- June 4, 2018
- Blog , The Portfolio Strategist - Terry Gardner
C.J. Lawrence Weekly – Beware of the Bond Trap
Rising bond yields are often cited as an important risk to equity prices. Not only do higher interest rates render yields on fixed income instruments more competitive with stock earnings and dividend yields, but higher interest rates raise the equity risk premium that investors absorb when owning stocks. While still low by historic standards, U.S. Treasury Bond yields continue to trend higher. The U.S. 10-Year Treasury Bond yield finished last week at 2.89%, up from its one-year low of 2.05% in September of 2017. That is an 82-basis point increase, or a 40% rise in yield, from the September trough. The U.S. 10-Year Benchmark Treasury Bond yield began the year at 2.42%. But higher yields don’t always mean higher returns for investors with existing bond portfolios.

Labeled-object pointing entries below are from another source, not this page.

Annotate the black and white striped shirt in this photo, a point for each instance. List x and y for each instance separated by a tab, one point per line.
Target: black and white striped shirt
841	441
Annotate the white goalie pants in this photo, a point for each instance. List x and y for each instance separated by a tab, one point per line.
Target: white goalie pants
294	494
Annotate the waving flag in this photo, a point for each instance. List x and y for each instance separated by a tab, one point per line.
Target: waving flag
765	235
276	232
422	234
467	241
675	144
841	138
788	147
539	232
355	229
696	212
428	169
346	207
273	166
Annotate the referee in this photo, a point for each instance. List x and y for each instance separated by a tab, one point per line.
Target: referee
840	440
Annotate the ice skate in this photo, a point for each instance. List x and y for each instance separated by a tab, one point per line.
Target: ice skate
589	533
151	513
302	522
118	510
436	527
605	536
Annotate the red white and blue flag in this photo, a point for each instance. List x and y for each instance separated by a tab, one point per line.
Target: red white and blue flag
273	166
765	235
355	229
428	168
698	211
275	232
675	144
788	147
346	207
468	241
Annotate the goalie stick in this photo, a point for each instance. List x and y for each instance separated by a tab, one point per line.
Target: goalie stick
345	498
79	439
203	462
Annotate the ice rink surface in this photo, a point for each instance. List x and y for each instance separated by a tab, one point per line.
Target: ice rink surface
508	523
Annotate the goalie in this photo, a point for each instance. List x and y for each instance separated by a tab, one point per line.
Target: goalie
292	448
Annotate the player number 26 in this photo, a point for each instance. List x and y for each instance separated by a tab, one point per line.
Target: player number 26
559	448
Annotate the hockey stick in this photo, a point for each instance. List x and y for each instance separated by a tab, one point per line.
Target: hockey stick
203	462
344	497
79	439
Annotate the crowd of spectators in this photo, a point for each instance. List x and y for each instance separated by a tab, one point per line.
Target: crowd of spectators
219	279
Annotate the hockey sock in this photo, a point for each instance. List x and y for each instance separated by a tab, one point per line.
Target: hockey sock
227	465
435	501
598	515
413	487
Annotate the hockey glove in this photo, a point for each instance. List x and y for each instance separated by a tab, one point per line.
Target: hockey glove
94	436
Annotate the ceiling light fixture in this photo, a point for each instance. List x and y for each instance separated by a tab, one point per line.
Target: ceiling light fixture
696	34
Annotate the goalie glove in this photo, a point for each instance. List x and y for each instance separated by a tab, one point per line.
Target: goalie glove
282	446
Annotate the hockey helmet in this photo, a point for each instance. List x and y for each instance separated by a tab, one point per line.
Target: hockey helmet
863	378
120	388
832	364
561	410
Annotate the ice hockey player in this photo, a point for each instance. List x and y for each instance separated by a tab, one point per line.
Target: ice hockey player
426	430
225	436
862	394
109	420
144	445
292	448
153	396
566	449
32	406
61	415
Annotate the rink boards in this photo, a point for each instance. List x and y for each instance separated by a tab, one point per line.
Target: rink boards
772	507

Yields on new-issue corporate bonds, priced off U.S. Treasuries, are also moving higher. But for holders of long term bonds issued prior to the 2008 financial crisis, replacing income from maturing bonds, with income from newly issued lower yielding bonds, continues to leave an income gap. In June of 2007 the yield on 10-Year Treasuries was ~5.0%, with investment grade spreads (versus Treasuries) between 50-75 basis points. Even with 100+ basis point spreads on current U.S 10-Year Treasury Bond yields of around 3.0%, most new issues lack the yield punch delivered prior to the financial crisis. The likelihood that pre-crisis yields may return is rising, but individual long-term investment grade bond holders are experiencing meaningful bond price erosion while they wait.
The Vanguard Long-Term Corporate Bond ETF (VCLT) holds investment grade bonds with maturities greater than ten years. The fund has a yield-to-maturity of 4.2% and tracks the Bloomberg Barclays U.S. 10+ Year Corporate Bond Index. Investors find the 4+% yield attractive given the high quality of the underlying holdings and the fund’s excess yield above treasuries. But the rising interest rate environment has not been kind to the prices of the fund’s underlying bonds. As interest rates climbed, the bonds’ declining prices have more than off-set their yields, leaving the fund with a -5.7% total return year-to-date. Declining prices and a limited ability to replace higher yielding securities with equivalent yields is symptomatic of the challenges facing asset allocators in rising rate environments. Investors looking to rebalance and reallocate balanced portfolios towards bonds may instead want to consider cash or short term fixed income instruments as a rest stop while the market recalibrates prices on longer dated maturities. Yes, risks to stock prices rise with interest rates, but bonds with relatively low yields and declining prices don’t look like good total return alternatives.